Additionally, as there are no clinical endpoints to indicate fracture healing in claims data, the fracture-related inpatient stays and/or additional invasive procedures were assessed as surrogate endpoints to signify on-going fracture management. Although this study did not assess healing, previous clinical studies report successful fracture nonunion healing with EBGS in a wide range of patients [9-18,20,22-24], including those with diabetes [19,26-29]. Another limitation to claims data is that the location of the fracture nonunion is not always documented and the fracture related treatment is not always associated with a specific fracture location. Therefore, the analysis performed in this study was limited to patients with a single fracture. Notably, the identified study limitations apply to all treatment cohorts and consequently impart no bias toward a specific cohort that could impact the validity of the outcomes reported.
Given the growing prevalence of diabetes and the increased risk of impaired healing for diabetic patients, the costs associated with obtaining successful fracture repair will continue to be substantial for patients and payers alike. Thus, it is important to consider treatment options that may reduce those costs associated with obtaining fracture consolidation. This study confirmed the cost of care (both total and fracture-related) is higher in diabetic patients than in non-diabetic patients. More importantly, EBGS was shown to significantly reduce the costs associated with successful fracture nonunion repair in both diabetic and non-diabetic patients when compared to LIPUS or Nostim treatment. Overall, the cost benefit of EBGS was highest in diabetic patients. Therefore, EBGS should be strongly encouraged as a fracture management treatment, particularly in high risk patients including those with diabetes.

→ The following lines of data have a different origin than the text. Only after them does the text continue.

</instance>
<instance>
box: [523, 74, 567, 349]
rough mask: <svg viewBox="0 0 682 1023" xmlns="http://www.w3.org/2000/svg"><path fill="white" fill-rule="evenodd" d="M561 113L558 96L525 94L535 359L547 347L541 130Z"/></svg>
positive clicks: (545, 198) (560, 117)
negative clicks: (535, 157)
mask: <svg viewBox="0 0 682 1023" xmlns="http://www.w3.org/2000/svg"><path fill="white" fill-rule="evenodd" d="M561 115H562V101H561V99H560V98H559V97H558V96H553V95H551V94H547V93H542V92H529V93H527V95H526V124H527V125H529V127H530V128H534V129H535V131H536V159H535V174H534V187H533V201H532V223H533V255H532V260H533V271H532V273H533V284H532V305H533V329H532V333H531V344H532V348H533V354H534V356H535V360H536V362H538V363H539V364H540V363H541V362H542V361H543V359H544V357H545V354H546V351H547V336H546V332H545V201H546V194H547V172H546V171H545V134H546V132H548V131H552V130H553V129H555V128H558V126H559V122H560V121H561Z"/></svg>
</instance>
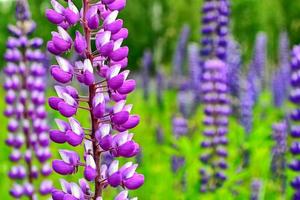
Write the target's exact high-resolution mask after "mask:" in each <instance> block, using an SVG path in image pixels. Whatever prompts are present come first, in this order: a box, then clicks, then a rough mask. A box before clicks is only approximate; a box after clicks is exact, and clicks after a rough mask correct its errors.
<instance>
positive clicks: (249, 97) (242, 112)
mask: <svg viewBox="0 0 300 200" xmlns="http://www.w3.org/2000/svg"><path fill="white" fill-rule="evenodd" d="M254 104H255V90H254V88H253V84H252V82H251V81H249V77H248V78H246V80H244V81H242V88H241V92H240V116H241V119H240V122H241V124H242V126H243V127H244V129H245V132H246V134H248V135H249V134H250V133H251V131H252V125H253V107H254Z"/></svg>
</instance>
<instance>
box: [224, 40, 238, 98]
mask: <svg viewBox="0 0 300 200" xmlns="http://www.w3.org/2000/svg"><path fill="white" fill-rule="evenodd" d="M226 62H227V64H228V87H229V90H230V94H231V96H233V97H237V98H238V97H239V91H240V76H241V66H242V58H241V50H240V46H239V44H238V43H237V42H236V41H235V40H234V39H233V38H230V39H229V42H228V48H227V61H226Z"/></svg>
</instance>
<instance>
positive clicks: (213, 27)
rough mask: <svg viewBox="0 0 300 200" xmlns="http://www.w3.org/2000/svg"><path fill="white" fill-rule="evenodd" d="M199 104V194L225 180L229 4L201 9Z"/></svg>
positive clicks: (212, 2) (228, 98)
mask: <svg viewBox="0 0 300 200" xmlns="http://www.w3.org/2000/svg"><path fill="white" fill-rule="evenodd" d="M202 13H203V17H202V23H203V25H202V34H203V36H202V40H201V45H202V48H201V50H200V56H201V58H200V65H201V68H202V86H201V87H202V88H201V90H202V96H203V97H202V101H203V103H204V113H205V118H204V121H203V124H204V125H205V129H204V131H203V134H204V136H205V138H206V139H205V140H204V141H203V142H202V143H201V147H202V148H204V150H205V153H204V154H203V155H201V157H200V160H201V162H202V163H203V164H204V165H205V166H204V167H203V168H202V169H201V170H200V175H201V178H200V191H201V192H207V191H214V190H215V189H217V188H218V187H221V186H222V184H223V182H224V181H225V180H226V175H225V174H224V172H223V170H225V169H226V168H227V163H226V161H225V159H226V157H227V151H226V148H225V146H226V145H227V142H228V141H227V138H226V134H227V132H228V130H227V127H228V116H229V114H230V112H231V108H230V105H229V96H228V92H229V89H228V85H227V84H228V81H227V73H228V69H227V68H228V67H227V64H226V61H227V46H228V24H229V13H230V5H229V1H228V0H220V1H215V0H207V1H205V2H204V5H203V7H202Z"/></svg>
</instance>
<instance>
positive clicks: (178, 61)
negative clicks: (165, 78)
mask: <svg viewBox="0 0 300 200" xmlns="http://www.w3.org/2000/svg"><path fill="white" fill-rule="evenodd" d="M189 36H190V27H189V26H188V25H184V26H183V28H182V31H181V33H180V37H179V39H178V42H177V47H176V51H175V54H174V56H173V78H174V79H175V80H174V81H175V82H176V81H178V80H176V79H177V78H181V76H182V74H183V65H184V61H185V57H186V54H187V43H188V40H189Z"/></svg>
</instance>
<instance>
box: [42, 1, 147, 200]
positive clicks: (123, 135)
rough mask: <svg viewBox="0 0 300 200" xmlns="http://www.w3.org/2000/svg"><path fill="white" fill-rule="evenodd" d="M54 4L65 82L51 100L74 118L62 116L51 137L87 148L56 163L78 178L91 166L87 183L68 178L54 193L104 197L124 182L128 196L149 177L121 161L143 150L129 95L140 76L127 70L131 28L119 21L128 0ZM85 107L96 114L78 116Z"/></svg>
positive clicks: (76, 198) (49, 50)
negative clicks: (69, 31)
mask: <svg viewBox="0 0 300 200" xmlns="http://www.w3.org/2000/svg"><path fill="white" fill-rule="evenodd" d="M51 4H52V7H53V9H48V10H47V11H46V16H47V18H48V19H49V21H50V22H52V23H54V24H56V25H57V26H58V31H57V32H53V33H52V39H51V41H49V42H48V50H49V51H50V52H51V53H52V54H54V55H56V60H57V64H56V65H53V66H52V67H51V75H52V77H53V78H54V79H55V80H56V81H57V82H58V83H60V85H57V86H55V90H56V93H57V97H51V98H49V99H48V102H49V105H50V107H51V108H53V109H54V110H56V111H58V112H59V113H60V114H61V115H62V116H64V117H66V118H67V120H60V119H56V124H57V127H58V129H57V130H51V131H50V138H51V139H52V140H53V141H54V142H56V143H59V144H61V143H68V144H70V145H71V146H74V147H75V146H79V145H81V144H83V146H84V154H83V155H79V154H78V153H77V152H75V151H72V150H60V151H59V153H60V157H61V158H60V159H57V160H54V161H53V162H52V166H53V169H54V170H55V171H56V172H57V173H58V174H60V175H63V176H66V175H72V174H75V173H78V171H79V170H78V168H83V175H82V176H83V177H84V178H82V179H80V180H79V185H78V184H77V183H68V182H66V181H65V180H63V179H62V180H61V185H62V190H59V189H55V190H53V191H52V198H53V199H54V200H59V199H78V200H79V199H97V200H99V199H102V192H103V190H104V189H105V188H106V187H107V186H111V187H119V186H121V187H122V188H123V189H124V191H122V192H121V193H120V194H119V195H118V196H117V197H116V198H115V199H117V200H121V199H127V195H128V191H127V190H135V189H138V188H139V187H141V186H142V185H143V183H144V176H143V175H142V174H139V173H137V172H136V169H137V167H138V165H137V164H133V163H132V162H128V163H126V164H124V165H123V166H120V167H119V161H118V160H117V158H118V157H124V158H130V157H134V156H136V155H138V153H139V151H140V147H139V145H138V144H137V143H136V142H135V141H134V140H133V136H134V135H133V134H132V133H131V132H130V129H132V128H134V127H136V126H137V125H138V124H139V116H137V115H133V114H130V112H131V110H132V105H131V104H127V103H126V98H127V95H128V94H130V93H131V92H132V91H133V90H134V89H135V86H136V83H135V80H133V79H129V78H128V77H129V70H123V69H125V68H126V67H127V63H128V58H127V57H128V53H129V49H128V47H127V46H123V45H122V44H123V41H124V40H125V39H126V38H127V37H128V30H127V29H126V28H123V20H122V19H118V15H119V12H120V11H121V10H123V9H124V7H125V6H126V0H102V1H97V2H94V3H91V2H90V1H88V0H83V3H82V5H81V6H80V8H78V7H77V6H76V5H75V4H74V3H73V2H72V1H71V0H69V1H68V5H67V7H64V6H62V5H61V4H60V3H58V1H56V0H52V1H51ZM80 22H81V23H80ZM79 23H80V25H81V26H82V29H83V30H84V31H83V32H80V31H79V30H77V31H76V33H75V38H72V37H71V35H72V34H70V33H69V28H70V27H72V26H76V25H79ZM73 47H74V51H75V52H76V53H77V54H80V57H78V59H77V60H76V61H71V60H68V59H67V58H66V53H68V54H69V53H70V52H71V53H72V52H74V51H73ZM76 80H77V81H78V82H79V83H80V85H81V86H82V87H84V88H86V90H85V91H86V93H87V94H84V95H81V94H79V92H78V90H77V89H76V88H74V87H72V86H70V84H71V83H72V82H75V81H76ZM79 110H83V111H86V112H88V113H89V116H90V117H89V119H88V120H87V121H86V122H82V121H79V120H77V119H76V118H77V116H78V115H79V114H80V112H81V111H79ZM82 124H87V125H88V127H83V126H82ZM91 183H94V184H93V185H94V188H93V189H92V188H91V187H90V184H91Z"/></svg>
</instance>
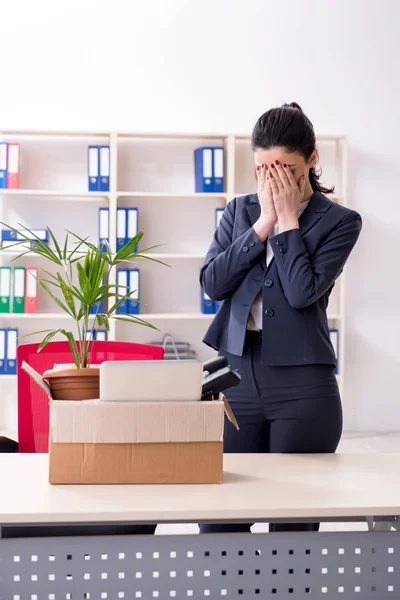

The authors thank Michelle Friedman, United BioSource Corporation, Lexington, MA and Lynne Coulter and Christine Snyder, Biomet Spine & Bone Healing Technologies, Parsippany, NJ for their contributions to this study and the preparation of this manuscript. Additionally, the authors thank Biomet Spine & Bone Healing Technologies, Parsippany, NJ for providing funding support.
The manuscript was drafted by Nicole Benjamin and Hallie Murray. Statistical analysis was conducted by Ning Wu and Yuan-chi Lee. Senior and regulatory review was provided by Daniel Segina, Luke Boulanger, and Teresa Wilcox. Ning Wu, Yuan-chi Lee, Nicole Benjamin, Luke Boulanger, and Teresa Wilcox are employees of United BioSource Corporation (UBC), which provides consulting and other research services to pharmaceutical, device, government, and nongovernment organizations. In their salaried positions, they work with a variety of companies and organizations, and are precluded from receiving payment or honoraria directly from these organizations for services rendered during the preparation of this manuscript. Daniel Segina is employed by Health First Physician Group and is a physician consultant paid by Biomet Spine and Bone Healing Technologies. Hallie Murray is an employee of Biomet Spine and Bone Healing Technologies, the study sponsor.